Figure 6: Test NLL vs word frequency on the BookCorpus dataset. Left to right: rarest to most frequent word bins.

6.2 Coarse-only Transformer LMs

We explore the possibility of training a model that makes predictions directly at a particular scale. For example, if we consider a scale of 4, we initially downsample the input by a factor of 4 by averaging the embeddings of every non-overlapping 4-gram chunk.

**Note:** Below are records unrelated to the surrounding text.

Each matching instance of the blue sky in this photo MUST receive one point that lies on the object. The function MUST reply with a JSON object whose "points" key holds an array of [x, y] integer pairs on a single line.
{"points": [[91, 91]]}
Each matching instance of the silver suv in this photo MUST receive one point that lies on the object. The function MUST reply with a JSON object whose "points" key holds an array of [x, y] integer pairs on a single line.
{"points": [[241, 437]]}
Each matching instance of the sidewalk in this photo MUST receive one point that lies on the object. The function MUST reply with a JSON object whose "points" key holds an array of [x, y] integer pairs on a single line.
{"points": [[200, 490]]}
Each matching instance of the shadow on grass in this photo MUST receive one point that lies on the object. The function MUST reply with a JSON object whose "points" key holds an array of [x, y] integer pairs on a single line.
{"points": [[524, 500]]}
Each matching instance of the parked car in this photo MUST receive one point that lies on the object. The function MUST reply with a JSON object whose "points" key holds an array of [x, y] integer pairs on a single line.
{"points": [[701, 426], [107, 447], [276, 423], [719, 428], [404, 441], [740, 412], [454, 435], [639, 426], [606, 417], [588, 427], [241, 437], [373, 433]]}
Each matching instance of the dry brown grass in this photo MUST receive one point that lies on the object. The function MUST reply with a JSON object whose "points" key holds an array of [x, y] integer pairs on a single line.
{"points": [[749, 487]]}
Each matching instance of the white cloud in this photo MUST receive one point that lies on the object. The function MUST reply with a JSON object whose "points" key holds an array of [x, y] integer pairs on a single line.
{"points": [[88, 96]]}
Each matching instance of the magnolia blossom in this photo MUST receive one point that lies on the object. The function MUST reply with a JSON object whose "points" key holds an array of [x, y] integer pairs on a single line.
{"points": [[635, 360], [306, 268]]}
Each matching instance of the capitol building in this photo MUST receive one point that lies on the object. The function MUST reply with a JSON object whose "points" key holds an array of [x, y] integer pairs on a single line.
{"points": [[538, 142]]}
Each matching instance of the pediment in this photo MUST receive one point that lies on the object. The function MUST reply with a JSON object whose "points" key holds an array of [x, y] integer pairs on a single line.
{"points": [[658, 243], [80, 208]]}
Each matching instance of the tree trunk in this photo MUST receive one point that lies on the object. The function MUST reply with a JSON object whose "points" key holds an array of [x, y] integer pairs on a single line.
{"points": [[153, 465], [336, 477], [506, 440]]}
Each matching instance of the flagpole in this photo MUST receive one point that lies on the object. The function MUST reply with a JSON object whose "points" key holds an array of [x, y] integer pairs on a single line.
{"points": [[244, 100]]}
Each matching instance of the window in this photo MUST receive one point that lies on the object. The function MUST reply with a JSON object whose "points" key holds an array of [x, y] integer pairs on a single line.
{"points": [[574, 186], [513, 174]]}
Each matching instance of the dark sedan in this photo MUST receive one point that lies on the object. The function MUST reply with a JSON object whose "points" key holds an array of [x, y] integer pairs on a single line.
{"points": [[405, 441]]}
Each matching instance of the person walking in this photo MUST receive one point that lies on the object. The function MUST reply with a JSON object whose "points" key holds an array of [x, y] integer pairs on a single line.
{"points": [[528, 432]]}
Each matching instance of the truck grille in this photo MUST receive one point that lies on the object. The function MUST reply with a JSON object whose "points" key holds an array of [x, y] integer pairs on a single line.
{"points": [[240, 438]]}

We then run transformer layers on this input and use the final representations at each step to predict the next 4-gram

chunk. We train the model to make these predictions by minimizing the cross-entropy between the model’s output distribution and a uniform distribution over the subsequent 4-gram.

Table 7 presents qualitative results showing model predictions for the following. We experimented with adding this criterion of being able to predict the subsequent bag of words distribution in our top-down model at all scales, but didn’t observe any improvements. This experiment mostly served as a sanity check to ensure that the representations learned at different scales can be useful. To ensure that representations at different scales learn meaningful representations, we qualitatively analyze them by looking at nearest neighbors computed using them in Table 6. We found that nearest neighbors computed on Wikitext-103 typically returned segments within highly related topics.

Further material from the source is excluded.